Sapir Heller / Maya Arad Yasur
Wie man nach einem Massaker humanistisch bleibt in 17 Schritten
Past dates
3/9/25
6:30 PM
Performance
It’s 06:30 in the morning: a woman is asleep in her bed when the dog starts barking outside and a little later the sirens start wailing. She goes into her children’s bedroom and lies protectively over them. No amount of desperate knocking from a neighbor seeking protection can release her from this position. Based on this exemplary scenario, and in direct reaction to the terrorist attacks on October 07, Israeli author Maya Arad Yasur reflects on coping strategies in the face of inhuman horror. The subsequent panel discussion provides a space to discuss the possibilities and limits of humanism at a time of great catastrophe.
Diskussion
The play WIE MAN NACH EINEM MASSAKER HUMANISTISCH BLEIBT IN 17 SCHRITTEN was developed immediately after the terrorist attack on October 07. It is an attempt to come to terms with pain, powerlessness and horror. Since then, the situation in Israel/Palestine has escalated massively: until the fragile ceasefire (as of January 24), the ultra-nationalist government of Israel waged a brutal war in Gaza for 467 days. At least 46,000 people were killed, a high proportion of them women and children, and at least 110,000 were injured. A large part of Gaza was razed to the ground, the livelihoods of the Palestinians living there have been destroyed and the future is uncertain. Leading genocide researchers speak of a plausible genocide, which in turn is disputed by other researchers. Palestinians around the world complain of a lack of empathy with their situation in the face of serious crimes under international law. Has a humanist perspective failed? The subsequent panel discussion will provide a space to discuss the possibilities and limits of humanism in the moment of greatest catastrophe.
Maya Arad Yasur is a playwright based in Tel-Aviv. Her plays deal mostly with questions of identity, exile and war through a dissection of narrative mechanisms. Yasur's plays have been produced and published worldwide and are translated to 12 languages. She is the recipient of the Berliner Theatertreffen's Stückemarkt prize for "Amsterdam", the International Theatre Institute award for playwriting for "Suspended", the Habima award for "God Waits at the Station" and the city of Tel-Aviv Rosenblum Award for the performing arts for her promising achievements.
Naz Al-Windi is a political scientist specialising in decolonial theories and liberation movements in the Global South.

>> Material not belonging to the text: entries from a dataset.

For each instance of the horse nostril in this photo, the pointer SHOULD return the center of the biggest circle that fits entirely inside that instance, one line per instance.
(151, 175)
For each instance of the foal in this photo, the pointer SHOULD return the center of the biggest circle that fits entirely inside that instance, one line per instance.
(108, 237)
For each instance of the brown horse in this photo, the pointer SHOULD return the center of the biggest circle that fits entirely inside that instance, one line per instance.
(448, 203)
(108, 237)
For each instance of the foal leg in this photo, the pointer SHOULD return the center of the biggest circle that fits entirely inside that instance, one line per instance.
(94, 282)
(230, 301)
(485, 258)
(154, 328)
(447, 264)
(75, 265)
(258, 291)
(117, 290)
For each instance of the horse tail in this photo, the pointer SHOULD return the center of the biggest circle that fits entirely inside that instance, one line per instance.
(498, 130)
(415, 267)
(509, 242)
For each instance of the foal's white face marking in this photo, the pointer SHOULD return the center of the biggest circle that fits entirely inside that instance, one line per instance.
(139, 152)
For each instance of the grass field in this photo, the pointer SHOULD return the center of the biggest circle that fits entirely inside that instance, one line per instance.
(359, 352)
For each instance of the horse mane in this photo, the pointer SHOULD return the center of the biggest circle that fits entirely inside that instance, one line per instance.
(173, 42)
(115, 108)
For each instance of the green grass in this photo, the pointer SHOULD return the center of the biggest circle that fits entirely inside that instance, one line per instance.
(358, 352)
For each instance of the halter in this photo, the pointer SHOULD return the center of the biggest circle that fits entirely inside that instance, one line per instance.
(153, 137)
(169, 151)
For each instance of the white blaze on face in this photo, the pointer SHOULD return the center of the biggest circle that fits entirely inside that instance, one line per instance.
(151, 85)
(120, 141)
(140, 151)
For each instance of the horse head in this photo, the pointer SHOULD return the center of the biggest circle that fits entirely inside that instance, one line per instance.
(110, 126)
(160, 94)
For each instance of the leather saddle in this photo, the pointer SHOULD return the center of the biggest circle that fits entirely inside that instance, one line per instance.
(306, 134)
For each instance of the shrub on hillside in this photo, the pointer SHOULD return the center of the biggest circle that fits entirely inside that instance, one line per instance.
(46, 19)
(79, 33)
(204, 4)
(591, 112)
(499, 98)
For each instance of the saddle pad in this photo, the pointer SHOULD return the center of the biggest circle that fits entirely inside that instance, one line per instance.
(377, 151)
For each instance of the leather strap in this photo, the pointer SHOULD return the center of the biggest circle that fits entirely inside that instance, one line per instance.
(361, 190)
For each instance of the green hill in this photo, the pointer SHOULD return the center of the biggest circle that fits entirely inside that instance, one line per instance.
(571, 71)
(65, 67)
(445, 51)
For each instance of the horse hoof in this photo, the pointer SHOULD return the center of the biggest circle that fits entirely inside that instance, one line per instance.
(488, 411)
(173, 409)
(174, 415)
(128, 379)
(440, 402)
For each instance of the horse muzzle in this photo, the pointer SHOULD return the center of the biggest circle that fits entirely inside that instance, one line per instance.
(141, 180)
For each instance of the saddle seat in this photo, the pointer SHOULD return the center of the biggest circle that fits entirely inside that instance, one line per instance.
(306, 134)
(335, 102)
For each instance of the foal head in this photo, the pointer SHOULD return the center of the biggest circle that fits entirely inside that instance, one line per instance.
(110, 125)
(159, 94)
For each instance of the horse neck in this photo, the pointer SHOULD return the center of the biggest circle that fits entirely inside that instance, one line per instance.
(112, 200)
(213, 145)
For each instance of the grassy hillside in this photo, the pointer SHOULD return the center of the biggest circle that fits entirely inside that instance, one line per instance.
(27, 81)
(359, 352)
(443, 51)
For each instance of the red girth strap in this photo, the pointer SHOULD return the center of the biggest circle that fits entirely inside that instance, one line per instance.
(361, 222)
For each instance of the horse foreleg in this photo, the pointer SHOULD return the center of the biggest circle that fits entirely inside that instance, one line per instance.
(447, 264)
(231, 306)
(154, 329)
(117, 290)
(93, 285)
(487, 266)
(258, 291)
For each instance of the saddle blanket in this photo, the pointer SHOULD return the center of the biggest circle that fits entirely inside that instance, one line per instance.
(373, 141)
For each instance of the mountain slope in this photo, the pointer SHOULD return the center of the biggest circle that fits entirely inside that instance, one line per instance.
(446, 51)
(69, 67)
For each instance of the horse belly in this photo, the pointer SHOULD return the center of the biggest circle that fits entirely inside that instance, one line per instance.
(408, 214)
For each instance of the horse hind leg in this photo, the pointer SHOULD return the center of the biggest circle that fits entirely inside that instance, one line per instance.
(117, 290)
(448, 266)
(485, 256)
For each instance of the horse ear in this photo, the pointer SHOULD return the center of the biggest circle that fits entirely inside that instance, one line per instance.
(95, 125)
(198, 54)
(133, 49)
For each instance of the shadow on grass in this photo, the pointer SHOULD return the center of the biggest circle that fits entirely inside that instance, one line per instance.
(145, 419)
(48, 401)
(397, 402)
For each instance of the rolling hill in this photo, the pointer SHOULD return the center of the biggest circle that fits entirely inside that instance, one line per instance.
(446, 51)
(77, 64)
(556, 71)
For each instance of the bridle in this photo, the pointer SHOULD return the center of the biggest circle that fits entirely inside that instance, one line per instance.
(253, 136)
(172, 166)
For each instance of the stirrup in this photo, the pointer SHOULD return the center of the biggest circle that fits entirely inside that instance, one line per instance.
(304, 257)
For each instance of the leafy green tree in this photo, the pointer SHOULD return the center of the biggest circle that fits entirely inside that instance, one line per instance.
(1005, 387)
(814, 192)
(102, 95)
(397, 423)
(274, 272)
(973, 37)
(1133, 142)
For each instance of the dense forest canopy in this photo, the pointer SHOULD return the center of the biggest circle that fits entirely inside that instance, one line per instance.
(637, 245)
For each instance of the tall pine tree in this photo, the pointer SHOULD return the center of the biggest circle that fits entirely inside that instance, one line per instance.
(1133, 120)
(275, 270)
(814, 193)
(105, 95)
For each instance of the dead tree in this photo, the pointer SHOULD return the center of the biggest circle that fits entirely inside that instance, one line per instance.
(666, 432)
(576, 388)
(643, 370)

Sapir Heller is a theatre director who lives in Munich and was born and raised in Israel. She studied drama and music theatre directing at the Hochschule für Musik und Theater and was a scholarship holder of the Heinrich Böll Foundation. Her productions have been staged at the Schauspiel Frankfurt, Theater Essen, Staatsschauspiel Dresden, Theater Augsburg, Maxim Gorki Theater, Theater Hof and the Nationaltheater Mannheim, Theater Lübeck, Theater Regensburg and the Münchner Volkstheater, among others.
Hanna Pfeifer is head of the research area Social Peace and Internal Security at the IFSH at the University of Hamburg. She researches domestic and international dynamics of order and violence. Hanna Pfeifer works at the interface of political science research on violence/conflict, international relations and regional studies on West Asia and North Africa (WANA). Her most recent field of research is conflict dynamics in Germany as they have developed since the escalation of the Israel-Palestine conflict since 2023, including war discourses, protest camps and mobilisation in foreign policy.